A Black Amazon worker, who was belittled by the company's executives as someone who was not "smart or articulate," filed a lawsuit against the online retailer for racial discrimination amid ongoing Covid-19 pandemic. He also alleged Amazon failed to follow state and federal health guidelines, directly affecting the company's non-white workers.
Christian Smalls filed a class action complaint against Amazon in the Eastern District of New York alleging that the company subjected its Black and Latino workers at its fulfillment center in Staten Island, New York to "inferior terms and conditions of employment." The lawsuit alleged that Amazon showed "greater diligence" in terms of health and safety only to those at managerial positions that largely comprised Caucasian workers.
Smalls' lawsuit detailed how the company failed to direct its line workers to remain quarantined after one of the employees was tested positive for coronavirus. After multiple follow-ups with the fulfillment center's executives, Smalls was told to quarantine himself but they did not provide him with specific instructions or duration.
The lawsuit also claimed that Smalls tried to pass on his colleagues' concerns about lack of PPE kits and no proper social distancing guidelines in the center, but was dismissed. He claimed that the management took notice when he went up to the executives with a group that included white workers to complain about insufficient protection for the employees. He said that Amazon ignored the health of at-risk warehouse workers "because the large majority of them were African-Americans, Latino or immigrants who were vulnerable because of their recent entry into the United States."

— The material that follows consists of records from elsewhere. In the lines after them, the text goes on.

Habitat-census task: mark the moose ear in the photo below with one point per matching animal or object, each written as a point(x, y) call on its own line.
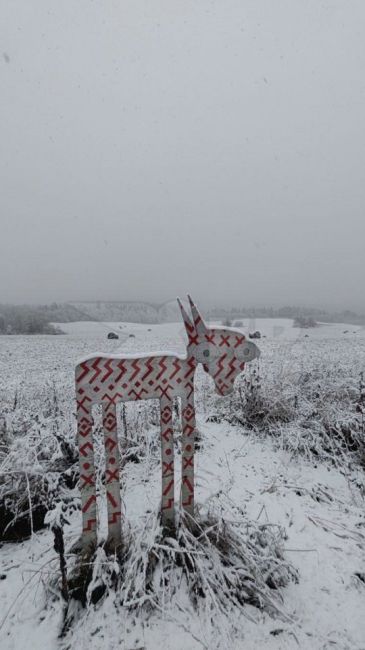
point(190, 329)
point(200, 326)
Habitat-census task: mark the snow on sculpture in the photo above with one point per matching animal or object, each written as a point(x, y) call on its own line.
point(109, 379)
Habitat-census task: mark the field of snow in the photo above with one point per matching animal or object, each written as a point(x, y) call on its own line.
point(275, 456)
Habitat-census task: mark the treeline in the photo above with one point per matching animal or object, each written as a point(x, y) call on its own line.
point(318, 315)
point(22, 319)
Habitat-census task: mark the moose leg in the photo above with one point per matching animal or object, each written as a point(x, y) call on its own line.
point(167, 460)
point(187, 454)
point(112, 476)
point(87, 472)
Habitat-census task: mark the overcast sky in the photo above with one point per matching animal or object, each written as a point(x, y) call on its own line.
point(155, 147)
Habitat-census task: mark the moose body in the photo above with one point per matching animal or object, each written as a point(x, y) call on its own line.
point(110, 379)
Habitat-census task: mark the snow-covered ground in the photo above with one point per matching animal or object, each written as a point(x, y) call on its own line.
point(320, 504)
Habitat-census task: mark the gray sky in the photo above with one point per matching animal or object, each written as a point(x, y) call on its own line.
point(155, 147)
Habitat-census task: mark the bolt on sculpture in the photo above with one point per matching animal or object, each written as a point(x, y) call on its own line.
point(110, 379)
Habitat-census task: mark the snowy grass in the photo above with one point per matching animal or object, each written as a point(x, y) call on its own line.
point(280, 491)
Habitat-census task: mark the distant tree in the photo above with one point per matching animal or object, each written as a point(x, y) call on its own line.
point(304, 322)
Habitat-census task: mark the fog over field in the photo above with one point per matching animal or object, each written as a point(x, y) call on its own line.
point(153, 148)
point(185, 475)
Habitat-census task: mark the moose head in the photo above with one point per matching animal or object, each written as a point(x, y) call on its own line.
point(223, 352)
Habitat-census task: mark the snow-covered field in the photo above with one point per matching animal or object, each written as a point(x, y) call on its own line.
point(276, 457)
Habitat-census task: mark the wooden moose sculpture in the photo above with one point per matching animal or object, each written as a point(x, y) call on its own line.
point(110, 379)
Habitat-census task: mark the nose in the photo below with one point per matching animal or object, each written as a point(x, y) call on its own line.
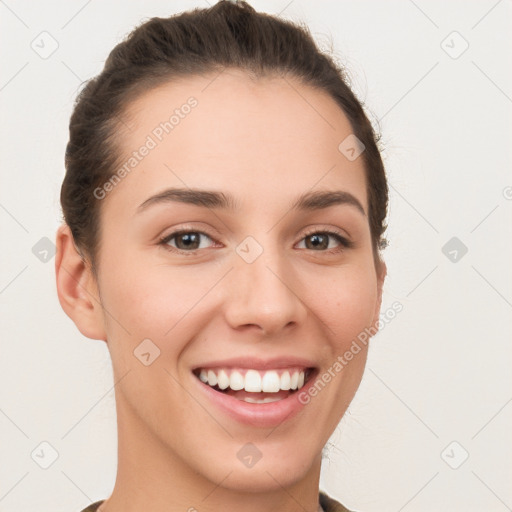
point(264, 295)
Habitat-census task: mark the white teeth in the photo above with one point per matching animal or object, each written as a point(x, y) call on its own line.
point(294, 380)
point(253, 381)
point(285, 381)
point(212, 378)
point(271, 383)
point(263, 401)
point(223, 379)
point(236, 381)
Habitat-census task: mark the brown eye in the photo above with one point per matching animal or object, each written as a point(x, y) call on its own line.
point(319, 241)
point(187, 241)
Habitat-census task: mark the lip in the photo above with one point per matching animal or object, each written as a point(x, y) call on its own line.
point(266, 415)
point(255, 363)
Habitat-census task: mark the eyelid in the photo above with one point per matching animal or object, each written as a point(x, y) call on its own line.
point(343, 239)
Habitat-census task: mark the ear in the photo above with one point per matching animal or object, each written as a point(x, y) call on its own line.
point(381, 275)
point(77, 288)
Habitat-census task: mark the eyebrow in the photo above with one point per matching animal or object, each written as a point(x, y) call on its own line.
point(317, 200)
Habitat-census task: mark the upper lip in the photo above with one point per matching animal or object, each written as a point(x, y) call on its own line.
point(256, 363)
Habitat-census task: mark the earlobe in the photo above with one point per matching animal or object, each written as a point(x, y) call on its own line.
point(77, 288)
point(381, 275)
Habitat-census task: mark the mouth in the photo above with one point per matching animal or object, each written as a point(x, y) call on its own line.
point(256, 386)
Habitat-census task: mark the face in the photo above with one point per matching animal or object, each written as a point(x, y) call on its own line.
point(242, 285)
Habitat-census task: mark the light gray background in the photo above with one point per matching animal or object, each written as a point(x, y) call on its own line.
point(438, 373)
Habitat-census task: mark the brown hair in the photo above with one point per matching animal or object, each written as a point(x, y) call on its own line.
point(197, 42)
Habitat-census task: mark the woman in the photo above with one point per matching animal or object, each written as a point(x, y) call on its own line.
point(224, 205)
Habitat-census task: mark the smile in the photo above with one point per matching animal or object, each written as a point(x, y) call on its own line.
point(255, 386)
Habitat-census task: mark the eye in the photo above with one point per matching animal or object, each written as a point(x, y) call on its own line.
point(320, 240)
point(186, 241)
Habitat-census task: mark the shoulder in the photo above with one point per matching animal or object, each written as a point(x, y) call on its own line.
point(331, 505)
point(93, 507)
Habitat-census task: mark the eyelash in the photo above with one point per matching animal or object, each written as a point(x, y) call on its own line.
point(345, 244)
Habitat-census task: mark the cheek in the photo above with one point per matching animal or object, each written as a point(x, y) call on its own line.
point(347, 304)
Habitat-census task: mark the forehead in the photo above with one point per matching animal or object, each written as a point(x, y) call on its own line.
point(258, 138)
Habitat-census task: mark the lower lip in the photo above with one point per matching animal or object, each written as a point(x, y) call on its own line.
point(267, 415)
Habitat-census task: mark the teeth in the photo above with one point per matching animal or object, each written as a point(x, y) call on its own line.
point(223, 380)
point(254, 381)
point(285, 381)
point(262, 401)
point(293, 382)
point(271, 383)
point(236, 381)
point(212, 378)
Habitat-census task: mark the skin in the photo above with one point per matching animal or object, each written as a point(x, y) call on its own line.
point(263, 143)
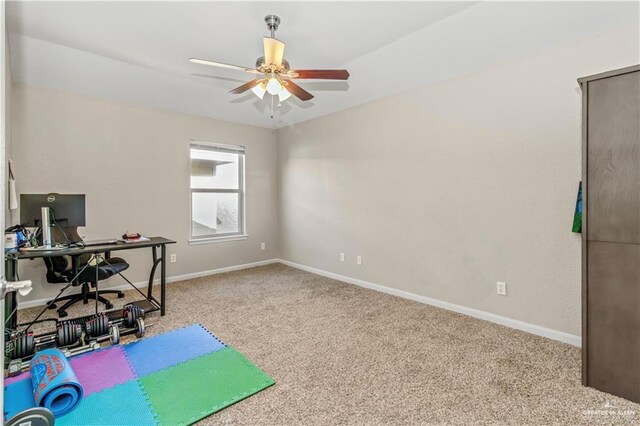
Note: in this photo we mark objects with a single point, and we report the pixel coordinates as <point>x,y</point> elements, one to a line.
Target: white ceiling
<point>137,52</point>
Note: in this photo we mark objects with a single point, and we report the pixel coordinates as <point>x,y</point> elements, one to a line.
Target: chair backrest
<point>59,268</point>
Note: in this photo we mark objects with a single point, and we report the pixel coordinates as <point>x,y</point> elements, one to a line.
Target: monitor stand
<point>46,228</point>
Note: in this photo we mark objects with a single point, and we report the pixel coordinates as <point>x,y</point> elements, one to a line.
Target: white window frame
<point>229,236</point>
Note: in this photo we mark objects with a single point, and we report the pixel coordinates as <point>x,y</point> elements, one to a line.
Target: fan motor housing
<point>284,68</point>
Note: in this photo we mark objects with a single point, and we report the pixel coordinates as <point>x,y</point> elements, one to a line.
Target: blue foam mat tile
<point>18,396</point>
<point>166,350</point>
<point>121,405</point>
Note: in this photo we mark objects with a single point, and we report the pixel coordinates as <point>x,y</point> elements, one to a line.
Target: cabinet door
<point>613,324</point>
<point>613,163</point>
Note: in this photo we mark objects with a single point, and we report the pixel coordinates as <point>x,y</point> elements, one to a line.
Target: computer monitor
<point>66,210</point>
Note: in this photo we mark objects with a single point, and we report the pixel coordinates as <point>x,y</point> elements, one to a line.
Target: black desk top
<point>75,251</point>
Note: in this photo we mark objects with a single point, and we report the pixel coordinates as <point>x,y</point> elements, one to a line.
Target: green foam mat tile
<point>121,405</point>
<point>188,392</point>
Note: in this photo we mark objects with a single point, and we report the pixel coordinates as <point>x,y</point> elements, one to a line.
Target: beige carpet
<point>341,354</point>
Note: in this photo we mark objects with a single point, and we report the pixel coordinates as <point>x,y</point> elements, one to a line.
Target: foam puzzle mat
<point>175,378</point>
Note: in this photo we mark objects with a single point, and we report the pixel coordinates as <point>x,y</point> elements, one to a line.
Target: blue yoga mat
<point>55,386</point>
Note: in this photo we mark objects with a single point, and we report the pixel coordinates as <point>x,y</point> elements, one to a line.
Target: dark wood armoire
<point>611,232</point>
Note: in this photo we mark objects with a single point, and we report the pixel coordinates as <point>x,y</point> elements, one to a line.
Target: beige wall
<point>8,152</point>
<point>447,189</point>
<point>133,165</point>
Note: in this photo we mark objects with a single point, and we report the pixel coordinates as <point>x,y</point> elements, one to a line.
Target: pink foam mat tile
<point>102,369</point>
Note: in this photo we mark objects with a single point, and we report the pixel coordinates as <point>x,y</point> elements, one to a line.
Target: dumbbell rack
<point>74,336</point>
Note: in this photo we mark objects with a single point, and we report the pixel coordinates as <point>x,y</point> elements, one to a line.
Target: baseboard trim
<point>171,279</point>
<point>487,316</point>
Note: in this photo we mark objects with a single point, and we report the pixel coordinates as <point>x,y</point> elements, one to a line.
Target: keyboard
<point>100,242</point>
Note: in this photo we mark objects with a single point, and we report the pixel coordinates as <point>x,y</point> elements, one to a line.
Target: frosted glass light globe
<point>274,86</point>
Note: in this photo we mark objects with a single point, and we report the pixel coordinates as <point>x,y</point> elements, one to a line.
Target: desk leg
<point>163,278</point>
<point>11,299</point>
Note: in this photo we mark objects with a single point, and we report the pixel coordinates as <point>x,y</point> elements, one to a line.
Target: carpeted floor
<point>341,354</point>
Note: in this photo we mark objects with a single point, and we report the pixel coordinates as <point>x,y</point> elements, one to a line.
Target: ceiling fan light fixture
<point>283,95</point>
<point>259,90</point>
<point>274,86</point>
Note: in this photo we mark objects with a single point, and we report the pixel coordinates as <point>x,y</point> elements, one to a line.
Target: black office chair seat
<point>106,269</point>
<point>60,270</point>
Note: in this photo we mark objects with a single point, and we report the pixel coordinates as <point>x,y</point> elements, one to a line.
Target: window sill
<point>214,240</point>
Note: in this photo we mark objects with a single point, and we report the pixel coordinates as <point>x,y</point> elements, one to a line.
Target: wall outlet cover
<point>502,288</point>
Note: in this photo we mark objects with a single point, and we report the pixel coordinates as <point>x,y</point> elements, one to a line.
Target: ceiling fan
<point>274,75</point>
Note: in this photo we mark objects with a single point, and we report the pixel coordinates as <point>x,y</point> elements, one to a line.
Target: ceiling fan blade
<point>250,85</point>
<point>223,65</point>
<point>298,91</point>
<point>273,51</point>
<point>320,74</point>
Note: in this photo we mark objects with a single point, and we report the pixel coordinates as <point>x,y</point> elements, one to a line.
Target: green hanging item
<point>577,216</point>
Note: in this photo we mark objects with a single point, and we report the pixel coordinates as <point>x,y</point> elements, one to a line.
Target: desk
<point>12,258</point>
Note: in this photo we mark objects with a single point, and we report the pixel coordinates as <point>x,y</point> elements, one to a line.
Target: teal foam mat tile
<point>122,405</point>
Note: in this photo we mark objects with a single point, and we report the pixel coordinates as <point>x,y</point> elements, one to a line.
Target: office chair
<point>60,270</point>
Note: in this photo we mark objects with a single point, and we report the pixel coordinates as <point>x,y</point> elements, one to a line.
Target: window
<point>217,191</point>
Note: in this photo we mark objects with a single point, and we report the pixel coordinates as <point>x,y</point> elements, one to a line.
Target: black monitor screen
<point>68,210</point>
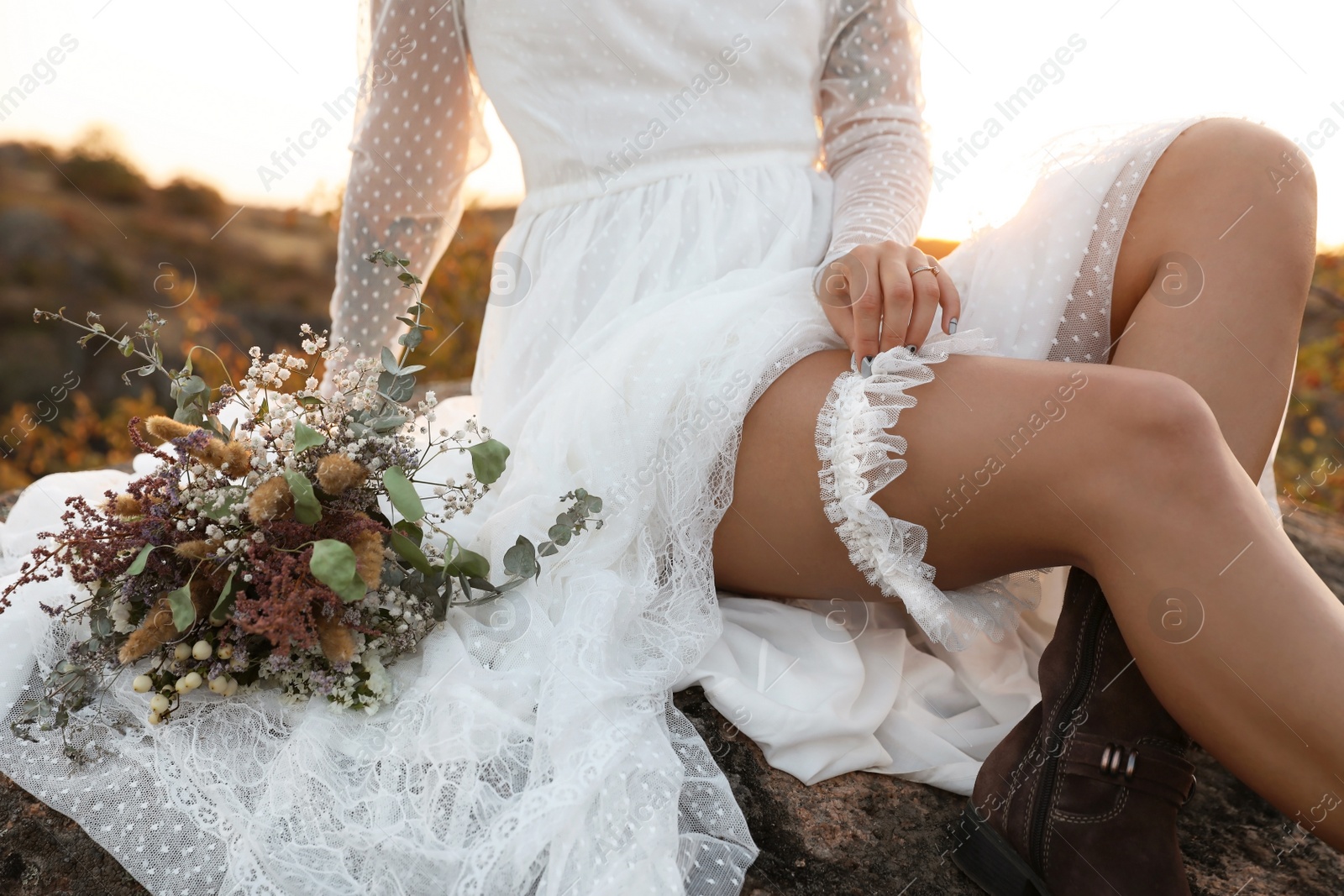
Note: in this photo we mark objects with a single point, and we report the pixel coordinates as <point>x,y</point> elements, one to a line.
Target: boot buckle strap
<point>1151,770</point>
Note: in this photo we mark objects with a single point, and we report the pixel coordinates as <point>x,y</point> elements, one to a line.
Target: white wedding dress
<point>656,280</point>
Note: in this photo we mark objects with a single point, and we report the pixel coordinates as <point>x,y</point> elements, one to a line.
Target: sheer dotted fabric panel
<point>1084,332</point>
<point>871,110</point>
<point>418,134</point>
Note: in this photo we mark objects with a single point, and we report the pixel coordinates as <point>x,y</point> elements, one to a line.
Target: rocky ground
<point>855,835</point>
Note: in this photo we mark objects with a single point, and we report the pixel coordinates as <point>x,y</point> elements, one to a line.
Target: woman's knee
<point>1233,148</point>
<point>1159,432</point>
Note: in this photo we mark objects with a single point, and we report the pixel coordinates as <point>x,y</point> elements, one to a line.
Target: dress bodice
<point>604,96</point>
<point>600,93</point>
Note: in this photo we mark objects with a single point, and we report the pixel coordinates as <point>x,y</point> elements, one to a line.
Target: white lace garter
<point>860,454</point>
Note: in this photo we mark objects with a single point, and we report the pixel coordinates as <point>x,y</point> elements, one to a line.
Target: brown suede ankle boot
<point>1081,797</point>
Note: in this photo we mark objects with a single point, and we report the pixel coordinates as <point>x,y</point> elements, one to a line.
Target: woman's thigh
<point>1007,461</point>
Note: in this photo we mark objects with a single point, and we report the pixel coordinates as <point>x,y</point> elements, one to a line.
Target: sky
<point>212,87</point>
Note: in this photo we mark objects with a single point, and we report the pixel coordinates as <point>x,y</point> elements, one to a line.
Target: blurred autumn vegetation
<point>85,230</point>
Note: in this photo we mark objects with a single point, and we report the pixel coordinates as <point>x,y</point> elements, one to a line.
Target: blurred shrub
<point>104,177</point>
<point>77,438</point>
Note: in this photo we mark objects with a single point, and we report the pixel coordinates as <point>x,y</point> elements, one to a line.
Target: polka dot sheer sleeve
<point>417,134</point>
<point>873,128</point>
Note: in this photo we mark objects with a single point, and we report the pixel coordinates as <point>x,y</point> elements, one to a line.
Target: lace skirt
<point>651,322</point>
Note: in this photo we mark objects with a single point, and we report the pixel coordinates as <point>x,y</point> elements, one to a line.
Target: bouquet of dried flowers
<point>289,550</point>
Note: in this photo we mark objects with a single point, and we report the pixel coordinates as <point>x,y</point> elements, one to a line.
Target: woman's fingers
<point>884,296</point>
<point>951,301</point>
<point>866,296</point>
<point>897,297</point>
<point>927,295</point>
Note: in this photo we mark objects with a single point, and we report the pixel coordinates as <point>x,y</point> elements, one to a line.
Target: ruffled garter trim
<point>860,454</point>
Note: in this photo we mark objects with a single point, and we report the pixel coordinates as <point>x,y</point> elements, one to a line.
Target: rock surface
<point>853,835</point>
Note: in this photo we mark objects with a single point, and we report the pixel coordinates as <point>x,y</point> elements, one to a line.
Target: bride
<point>710,313</point>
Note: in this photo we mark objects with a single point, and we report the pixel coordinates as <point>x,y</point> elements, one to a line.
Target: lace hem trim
<point>860,456</point>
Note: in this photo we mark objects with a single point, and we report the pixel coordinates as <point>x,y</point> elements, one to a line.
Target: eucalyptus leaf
<point>183,610</point>
<point>335,566</point>
<point>410,553</point>
<point>225,605</point>
<point>307,437</point>
<point>410,531</point>
<point>521,559</point>
<point>307,508</point>
<point>488,459</point>
<point>468,563</point>
<point>402,493</point>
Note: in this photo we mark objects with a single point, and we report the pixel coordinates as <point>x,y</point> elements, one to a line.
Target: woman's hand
<point>885,295</point>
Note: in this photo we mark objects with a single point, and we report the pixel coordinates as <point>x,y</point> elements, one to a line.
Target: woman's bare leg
<point>1140,483</point>
<point>1214,271</point>
<point>1136,485</point>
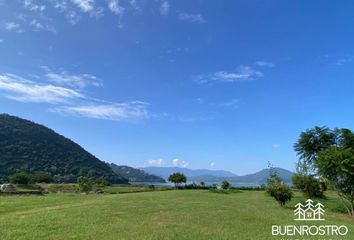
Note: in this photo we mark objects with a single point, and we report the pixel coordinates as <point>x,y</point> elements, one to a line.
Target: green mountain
<point>136,175</point>
<point>257,178</point>
<point>29,147</point>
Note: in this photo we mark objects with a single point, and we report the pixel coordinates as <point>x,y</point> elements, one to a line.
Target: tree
<point>225,185</point>
<point>177,178</point>
<point>276,188</point>
<point>85,184</point>
<point>311,186</point>
<point>337,165</point>
<point>21,178</point>
<point>310,144</point>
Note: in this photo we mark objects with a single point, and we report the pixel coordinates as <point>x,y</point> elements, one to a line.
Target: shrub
<point>277,189</point>
<point>43,177</point>
<point>282,194</point>
<point>85,184</point>
<point>309,185</point>
<point>177,178</point>
<point>21,178</point>
<point>225,185</point>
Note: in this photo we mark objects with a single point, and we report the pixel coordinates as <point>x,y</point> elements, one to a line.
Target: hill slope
<point>136,175</point>
<point>190,173</point>
<point>257,178</point>
<point>29,147</point>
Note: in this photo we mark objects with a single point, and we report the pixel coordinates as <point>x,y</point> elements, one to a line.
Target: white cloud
<point>37,25</point>
<point>13,26</point>
<point>30,5</point>
<point>179,163</point>
<point>265,64</point>
<point>68,100</point>
<point>165,8</point>
<point>134,5</point>
<point>344,60</point>
<point>155,162</point>
<point>114,6</point>
<point>242,73</point>
<point>275,145</point>
<point>85,5</point>
<point>73,80</point>
<point>112,111</point>
<point>234,103</point>
<point>198,18</point>
<point>200,100</point>
<point>20,89</point>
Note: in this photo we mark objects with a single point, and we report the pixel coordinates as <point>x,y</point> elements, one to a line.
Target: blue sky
<point>203,84</point>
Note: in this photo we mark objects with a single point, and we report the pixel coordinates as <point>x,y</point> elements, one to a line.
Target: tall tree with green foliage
<point>177,178</point>
<point>85,184</point>
<point>310,144</point>
<point>276,188</point>
<point>337,165</point>
<point>330,154</point>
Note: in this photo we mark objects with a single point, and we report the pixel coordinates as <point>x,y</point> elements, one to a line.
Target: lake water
<point>233,184</point>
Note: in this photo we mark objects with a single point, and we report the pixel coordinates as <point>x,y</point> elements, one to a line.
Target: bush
<point>225,185</point>
<point>21,178</point>
<point>277,189</point>
<point>177,178</point>
<point>85,184</point>
<point>282,194</point>
<point>43,177</point>
<point>309,185</point>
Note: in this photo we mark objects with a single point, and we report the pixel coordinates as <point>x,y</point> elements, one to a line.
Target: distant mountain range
<point>136,175</point>
<point>190,173</point>
<point>217,176</point>
<point>29,147</point>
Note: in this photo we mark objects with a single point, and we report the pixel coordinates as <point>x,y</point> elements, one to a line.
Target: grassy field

Amazon terminated Smalls' employment on March 30 — hours after he organized a public demonstration with 60 workers who demanded the company to shut down the building until it was cleaned and sanitized. The company fired him on the grounds of "violating its quarantine order and thereby jeopardizing the health and safety of other employees." Smalls refuted the claims saying Amazon did not have a policy on quarantine or contract tracing of those infected with Covid-19.
In April, Vice News reported that leaked notes from Amazon's internal meeting of top executives showed that the company planned a smear campaign against Smalls as a part of its PR strategy. The management planned to portray the fired worker as someone "not smart or articulate."
"He's not smart, or articulate, and to the extent, the press wants to focus on us versus him, we will be in a much stronger PR position than simply explaining for the umpteenth time how we're trying to protect workers," Amazon General Counsel David Zapolsky stated in notes that was forwarded across the company.